Discussion in 'Trading' started by MrDinky, May 23, 2002.

  1. MrDinky


    I'm wondering if anyone on this board purposely limits themselves to just one or a few stocks to trade? At first I used to think that would limit your opportunities as opposed to scanning the market. Over the years I've met traders that continue to do well with this strategy (usually on NYSE). If you are one of these people would you mind answering:

    1) Why you think this particular strategy works for you as opposed to the others out there?

    2) What characteristics made you select the particular stock you did (you don't have to name the stock)?

    3) Do you incorporate indicators to help you trade the stock or stick to reading the tape?

  2. I'm a Nasdaq trader (wanting to learn more about nyse) that makes more than 50% of my trades in the one stock, KLAC.

    In response to your questions:

    1) My strategy doesn't require scanning the whole market to find setups, therefore, any one stock will do. I used to trade about 15-20 different stocks until I realised there wasn't any real benefit in it, so I just chose one.

    2) It's valuation, $50+. Just makes it easier to get quick 20/30 cents than on a $10 stock. Plus it also has decent volume, 10mil a day. It generally moves with the Naz futures, and in fact, the way it is trading compared to nq forms a significant part of my strategy.

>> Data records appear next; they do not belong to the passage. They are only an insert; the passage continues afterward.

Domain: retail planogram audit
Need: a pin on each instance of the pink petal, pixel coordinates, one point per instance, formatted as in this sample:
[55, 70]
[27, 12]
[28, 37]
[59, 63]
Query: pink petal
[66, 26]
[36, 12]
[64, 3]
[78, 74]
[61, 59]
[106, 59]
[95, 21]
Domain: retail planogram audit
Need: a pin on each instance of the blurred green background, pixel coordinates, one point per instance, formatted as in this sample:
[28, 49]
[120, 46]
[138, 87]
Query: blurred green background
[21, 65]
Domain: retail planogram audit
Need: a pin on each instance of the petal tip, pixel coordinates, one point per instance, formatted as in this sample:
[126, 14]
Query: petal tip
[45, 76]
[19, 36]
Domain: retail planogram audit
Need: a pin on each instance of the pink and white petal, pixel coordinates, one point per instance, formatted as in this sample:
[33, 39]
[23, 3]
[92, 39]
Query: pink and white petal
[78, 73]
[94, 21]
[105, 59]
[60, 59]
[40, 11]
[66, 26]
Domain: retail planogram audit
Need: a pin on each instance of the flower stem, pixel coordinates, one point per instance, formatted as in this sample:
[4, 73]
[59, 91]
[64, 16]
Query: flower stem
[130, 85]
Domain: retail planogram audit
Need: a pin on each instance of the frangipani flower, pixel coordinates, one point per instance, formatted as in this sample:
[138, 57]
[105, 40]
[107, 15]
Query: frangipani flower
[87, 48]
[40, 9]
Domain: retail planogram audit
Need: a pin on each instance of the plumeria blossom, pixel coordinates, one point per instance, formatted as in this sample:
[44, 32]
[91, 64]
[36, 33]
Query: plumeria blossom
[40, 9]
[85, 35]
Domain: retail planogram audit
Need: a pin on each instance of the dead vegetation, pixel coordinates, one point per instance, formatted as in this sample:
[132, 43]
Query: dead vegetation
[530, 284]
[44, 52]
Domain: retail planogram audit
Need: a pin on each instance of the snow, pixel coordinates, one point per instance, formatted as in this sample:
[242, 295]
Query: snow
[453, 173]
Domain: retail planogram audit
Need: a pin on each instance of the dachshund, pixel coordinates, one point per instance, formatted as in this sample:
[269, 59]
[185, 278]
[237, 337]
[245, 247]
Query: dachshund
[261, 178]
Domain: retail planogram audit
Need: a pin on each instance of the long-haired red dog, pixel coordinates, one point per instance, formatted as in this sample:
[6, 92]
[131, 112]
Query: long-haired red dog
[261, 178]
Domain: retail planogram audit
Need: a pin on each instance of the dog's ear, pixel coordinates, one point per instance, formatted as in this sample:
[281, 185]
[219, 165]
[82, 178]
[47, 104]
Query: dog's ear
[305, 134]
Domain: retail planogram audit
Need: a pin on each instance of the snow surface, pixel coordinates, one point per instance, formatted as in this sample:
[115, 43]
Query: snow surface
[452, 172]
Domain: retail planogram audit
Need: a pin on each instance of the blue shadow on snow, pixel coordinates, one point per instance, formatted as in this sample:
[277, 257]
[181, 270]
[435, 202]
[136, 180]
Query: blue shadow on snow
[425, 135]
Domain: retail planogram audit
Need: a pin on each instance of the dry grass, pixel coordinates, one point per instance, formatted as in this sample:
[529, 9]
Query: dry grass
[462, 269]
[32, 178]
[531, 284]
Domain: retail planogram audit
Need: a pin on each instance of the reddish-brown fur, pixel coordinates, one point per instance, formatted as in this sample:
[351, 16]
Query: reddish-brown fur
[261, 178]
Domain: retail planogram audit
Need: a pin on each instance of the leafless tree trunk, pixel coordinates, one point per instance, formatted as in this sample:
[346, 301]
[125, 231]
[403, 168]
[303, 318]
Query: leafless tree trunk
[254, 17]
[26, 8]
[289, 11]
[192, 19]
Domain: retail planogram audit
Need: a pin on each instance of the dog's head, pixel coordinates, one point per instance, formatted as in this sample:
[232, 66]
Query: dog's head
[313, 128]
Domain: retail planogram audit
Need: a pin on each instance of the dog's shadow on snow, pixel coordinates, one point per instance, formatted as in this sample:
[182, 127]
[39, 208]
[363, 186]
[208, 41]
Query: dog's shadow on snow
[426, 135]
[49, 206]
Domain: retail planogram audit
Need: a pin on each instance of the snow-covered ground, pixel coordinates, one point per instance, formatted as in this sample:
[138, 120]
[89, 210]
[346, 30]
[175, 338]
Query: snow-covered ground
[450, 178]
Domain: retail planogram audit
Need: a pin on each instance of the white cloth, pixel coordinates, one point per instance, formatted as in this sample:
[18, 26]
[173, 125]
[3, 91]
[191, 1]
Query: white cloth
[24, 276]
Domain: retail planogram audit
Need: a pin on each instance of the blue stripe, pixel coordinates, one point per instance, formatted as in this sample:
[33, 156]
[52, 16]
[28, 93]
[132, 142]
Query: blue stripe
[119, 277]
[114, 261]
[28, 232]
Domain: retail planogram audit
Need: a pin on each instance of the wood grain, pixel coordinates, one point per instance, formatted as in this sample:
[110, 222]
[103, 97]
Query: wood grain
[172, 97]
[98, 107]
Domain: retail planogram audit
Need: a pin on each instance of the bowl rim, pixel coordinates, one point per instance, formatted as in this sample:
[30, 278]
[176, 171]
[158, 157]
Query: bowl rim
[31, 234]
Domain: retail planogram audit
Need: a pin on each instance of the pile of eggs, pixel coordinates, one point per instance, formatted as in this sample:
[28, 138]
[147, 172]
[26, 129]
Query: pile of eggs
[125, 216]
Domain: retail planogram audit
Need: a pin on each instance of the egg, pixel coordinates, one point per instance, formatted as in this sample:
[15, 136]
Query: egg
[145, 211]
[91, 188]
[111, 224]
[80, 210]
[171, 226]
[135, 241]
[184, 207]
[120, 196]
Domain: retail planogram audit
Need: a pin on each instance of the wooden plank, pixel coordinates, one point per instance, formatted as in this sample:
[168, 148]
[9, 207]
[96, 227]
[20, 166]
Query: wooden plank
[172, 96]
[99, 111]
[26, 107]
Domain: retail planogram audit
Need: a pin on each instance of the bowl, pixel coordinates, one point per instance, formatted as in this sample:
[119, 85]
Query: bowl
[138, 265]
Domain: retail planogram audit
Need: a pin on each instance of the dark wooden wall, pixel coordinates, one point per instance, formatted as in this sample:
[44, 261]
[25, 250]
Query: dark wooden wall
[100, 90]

    3) I use a 2min/5min chart with a couple of simple MAs and make most of my decisions from that, plus some level2 "reading".

  3. lescor


    I'm leaning more and more this way lately. Right now 80% of my trades, aside from openings, are in 4 stocks. I've known that this was a good technique, especially for newer traders, for some time, but also thought that I'd be limiting myself too much with it. Now that I've spent time doing it, I don't think that any more.

    The obvious advantage to it is learning how the specialist handles orders and moves his stock (nyse only). By watching a chart and the tape all day in one stock and keeping good notes, your eyes will eventually start to see a whole new level as to what's going on. You are going to be right more often and your losses will be smaller. As you get better, you can start trading bigger size and soon you are making more than you were scanning the whole market. But you are doing it with less preparation time, less risk and more confidence.

    I would start by watching a couple liquid, mid cap stocks that have a good daily range. You can also consider the sector they are in and how they are correlated to it and the futures and if there is another stock that you could add to make a pair. By watching two highly correlated stocks and learning their relationship, you've added another dimension to your game.

    I know one trader who has not traded any stock other than IBM in over two years. He's the best tape reader I've ever seen, but also looks at charts, stochastics, market stats and some other tech stocks. He alone accounted for 4% of IBM's total volume last year. He's scaled back his size a lot lately and is experimenting with more mechanical entries. He's the first to admit that IBM is not a good stock for this technique because it's notoriously hard to read, but he's been doing it so long now that he know's when the specialist is going to the restroom.
  4. LelandC


    Do you guys who only trade 1 or 2 stocks often find yourselves overtrading? This would be my biggest fear. The market is really cranking and there is a huge seller in my stock(s) and I just keep chopping around trying to make something happen. Meanwhile you have spent a ton on commissions.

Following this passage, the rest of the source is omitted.